Cela signifie que la pièce "évolue" entre le dessin, la fabrique, la couleur finale pour accentuer cet entre deux ?

 

 

 

RP

 

Le choix chromatique est en effet tiré du cinéma, des verts sombres, des tons naturels ou rappelant une matière visqueuse, quasi sous-marine. La couleur est toujours compliquée pour un volume, car cela peut complètement anéantir le travail de modelage. Mais je tiens aux couleurs, j'avais été vraiment interpellé par une exposition, au petit palais il me semble, sur la sculpture polychrome.

 

 

 

FS

 

tu dis cinéma ? A quoi penses tu ? Quels films?
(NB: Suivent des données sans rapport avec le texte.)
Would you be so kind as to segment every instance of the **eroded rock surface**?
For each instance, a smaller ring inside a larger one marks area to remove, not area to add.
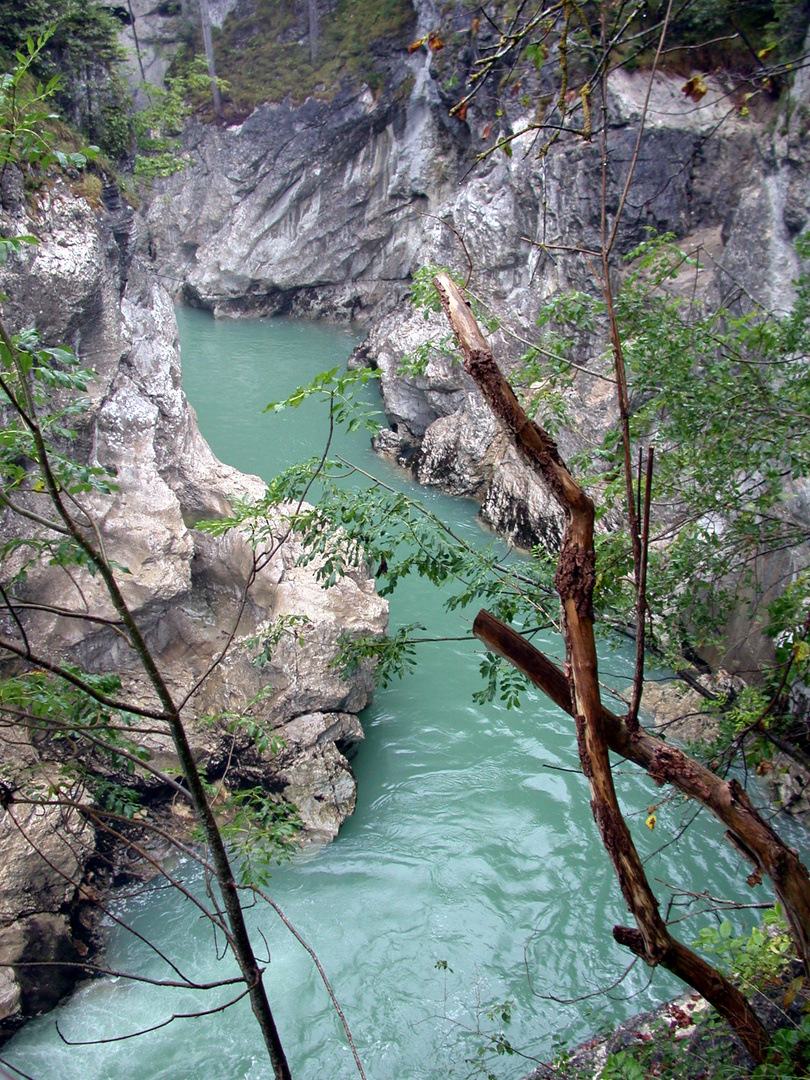
[[[283,512],[275,520],[274,550],[248,590],[253,553],[245,540],[236,533],[209,536],[193,526],[229,514],[235,498],[261,497],[264,484],[219,462],[199,433],[181,388],[171,300],[128,250],[132,212],[118,206],[96,214],[61,183],[42,193],[35,218],[21,200],[9,201],[2,222],[7,234],[34,233],[40,243],[2,268],[4,324],[11,332],[35,326],[45,342],[70,345],[96,372],[71,452],[112,470],[117,490],[88,495],[84,504],[108,557],[130,571],[120,577],[122,590],[167,682],[178,700],[191,695],[185,715],[198,764],[210,779],[224,778],[231,787],[259,783],[278,792],[296,803],[312,838],[331,839],[354,807],[355,782],[344,751],[362,738],[355,714],[373,688],[368,666],[344,679],[331,662],[340,633],[385,632],[387,603],[364,567],[323,589],[313,566],[298,565],[300,543],[294,537],[279,542],[288,532]],[[6,536],[15,528],[8,513],[0,525]],[[25,589],[27,599],[50,609],[86,602],[90,610],[113,614],[97,577],[38,565]],[[281,636],[267,664],[255,665],[245,641],[261,641],[288,615],[302,621]],[[2,629],[10,637],[16,633],[8,619]],[[127,693],[151,699],[136,659],[113,630],[50,610],[30,613],[26,633],[35,651],[90,671],[116,671]],[[238,714],[254,698],[251,722],[277,733],[281,753],[259,753],[238,725],[228,730],[226,722],[196,722],[226,710]],[[168,736],[145,735],[143,741],[150,764],[176,772]],[[5,757],[0,777],[6,784],[0,958],[7,963],[30,954],[34,937],[40,958],[76,956],[71,920],[95,835],[78,811],[32,809],[15,795],[21,773],[38,783],[50,757],[47,745],[29,745],[16,764]],[[58,777],[58,764],[53,769]],[[127,782],[148,798],[161,797],[153,776]],[[14,968],[14,978],[6,974],[0,984],[6,1020],[53,1003],[24,970],[33,969]],[[50,980],[58,992],[60,979]]]
[[[541,161],[527,136],[515,140],[511,158],[496,154],[473,168],[499,129],[490,134],[486,90],[465,121],[448,116],[458,93],[448,76],[455,70],[462,81],[472,56],[463,44],[469,18],[425,0],[414,6],[417,35],[445,20],[462,43],[455,52],[390,52],[379,94],[344,86],[331,102],[262,106],[239,126],[193,127],[187,171],[159,181],[146,208],[149,251],[167,281],[219,314],[319,312],[370,323],[358,362],[379,368],[392,427],[378,449],[422,483],[477,499],[484,519],[513,541],[553,544],[556,509],[522,464],[507,459],[463,371],[434,354],[423,375],[401,372],[428,339],[447,337],[441,316],[425,322],[404,297],[419,266],[451,265],[466,276],[469,256],[470,287],[504,326],[492,336],[496,357],[513,372],[525,342],[538,339],[536,319],[549,297],[596,291],[585,261],[565,249],[599,244],[599,146],[559,142]],[[456,59],[447,60],[451,52]],[[810,214],[799,107],[806,77],[797,77],[792,119],[775,134],[764,120],[730,109],[719,80],[708,80],[698,103],[682,85],[663,75],[653,88],[616,251],[631,250],[647,228],[671,231],[700,251],[696,297],[717,300],[737,288],[784,310],[798,269],[791,240]],[[611,76],[611,213],[646,92],[646,75]],[[529,119],[515,97],[498,123],[515,131]],[[544,243],[562,250],[549,254]],[[604,343],[598,328],[582,335],[584,370],[565,393],[570,422],[558,434],[566,457],[615,422]]]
Quelles ambiances ?

 

 

 

RP

 

Oui, le cinéma est une des première source d'inspiration lorsque j’entreprends une pièce. Je suis très cinéphile et me nourris de beaucoup de style différents mais j'ai une grosse préférence pour le cinéma fantastique, que l'on parle aussi bien d'Andrei Tarkovski ou de Teen Movie. Dune (Lynch), Suspiria (version de Guadagnino 2018) ou encore the VVitch (Eggers) sont toujours quelques part dans ma tête quand je créer une pièce. 

 

Je pense qu'en voyant mon travail on ne peut bien sûr pas louper l'influence de La mouche (Cronenberg)... Mais pas que  ! Là où mon travail est très largement chimérique, fantastique, il y a aussi une part de contemplation que je cherche. Je pense que cela me vient également du cinéma, j'avais 15 ans la première fois que j'ai vu Melancholia de Lars Von Trier et ça a été un coup de foudre, et il y a 2 ans j'ai vu Médée de Pasolini et quelle bonheur de voir des images sonores puissantes  !  Maria Callas, pourtant chanteuse, quasi muette ;  c'est ce a quoi j'essaye toujours de tendre. Mes pièces doivent évoquer du son, du bruit, de la vie en fait. 

 

On peut rajouter en cinéma fantastique le cinéma scandinave qui a été un de mes premiers amours avec la toile. Baby call, splice etc etc.